I just saw the ESPN ‘30 for 30 Shorts’ episode ‘Judging Jewell,’ so all this info can be source to that ep. Anyway. . .
Richard Jewell became the prime suspect in the Atlanta Olympic Park bombing in 1996. He probably would have been investigated anyway as a matter of course, but a tip from a former employer (Ray Cleere of Piedmont College) to the FBI promoted him to Suspect #1.
CNN producer Henry Schuster, one of the interviewees, and Jewell’s attorney both said that pressure was coming ‘from the very top’ to make the case against him. Neither one indicated what ‘the very top’ meant, but I took it to mean the FBI director, or possibly higher.
Is there any record of who was putting on the pressure to really nail him in particular.
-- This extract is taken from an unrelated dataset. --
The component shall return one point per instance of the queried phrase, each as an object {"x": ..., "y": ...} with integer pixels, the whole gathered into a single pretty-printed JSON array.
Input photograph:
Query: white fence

Also, some sad prophetic comments from Jewell himself, saying that years from now, no on will remember that he helped hustle people away from the suspicious package, only that he was accused of planting it.
[The journalists shown absolved themselves because they said that they were just reporting the current feeling within the FBI, that Jewell was indeed ‘The Man.’]
One factor was the 1984 Olympics where a police officer planted a bomb to find in order to play the hero. The FBI seemed convinced this same scenario was being played out again.
The bombing was a global black eye for Atlanta and the United States. You wouldn’t even need ‘official’ pressure for authorities to act like there was pressure; just an assumption that your bosses will be landing on you soon, and hard, if you don’t produce results would be enough.
The term “coming from the very top” means very little by itself. “Somebody said”, “those guys indicated”, “high ranking sources implied” suggests that the reporter doesn’t have an actual name and is too lazy/incompetent/pressed for time to locate one.
“Coming from the very top” certainly sounds impressive. It almost sounds like “those guys” might actually know the facts but have decided to keep those facts from the public.